Torque and angular accelerationfinding coeff. of friction

[offbeatjumi]

Homework Statement

The problem states: grindstone in shape of solid disk with diameter .52m and mass 52 kg rotates at 850 rev/min. You press an ax against the rim with normal force 160 N and grindstone comes to rest in 7.5 s. Find coefficient of friction between ax and grindstone.

Homework Equations

The sum of all torques t = I*alpha (angular accel). = alpha*mass*radius^2
avg.angular.accel = (change in angular velocity)/(change in time)
850 rpm = 89 rad/s

The Attempt at a Solution

Using Newton's second law I get the sum of external forces = m*a(tangential) = m*r*alpha = (mu)_k*n
(mu)_k = (mass*radius*alpha)/n = 0.964

The answer in the book is half of the answer I got, 0.482. Where did I miss this?
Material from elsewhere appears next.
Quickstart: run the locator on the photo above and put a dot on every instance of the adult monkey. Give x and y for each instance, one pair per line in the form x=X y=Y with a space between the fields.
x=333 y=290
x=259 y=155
Thanks so much =)

 

[godtripp]

Easy, it seems like your moment of inertia is wrong. If I'm not mistaken you're currently using I=MR^2. Which is the moment of inertia for a thin hoop, not a disk.

A disk has the moment of inertia I= (MR^2)/2... half of what you're using =)

 

[offbeatjumi]

Thanks, that was a silly mistake.
I feel completely stupid asking this now but i returned to the question and I don't see how I was using moment of inertia to answer my question.
It just seems that what I did was solve for ang.accel by taking the change in ang.vel. over change in time to get 11.87 rad/s. Then I equated the sum of ext.forces = f(k) = ma(tangential) = m*r*ang.accel.
since f(k) = mu_k*n... so mu_k = (m*r*ang.accel)/n .
Thank you so much, I'm just having a massive mental block.

 

[godtripp]

Don't worry about it, angular momentum can be a hard concept but I recommend working hard at it. It will come a lot in physics from now on =)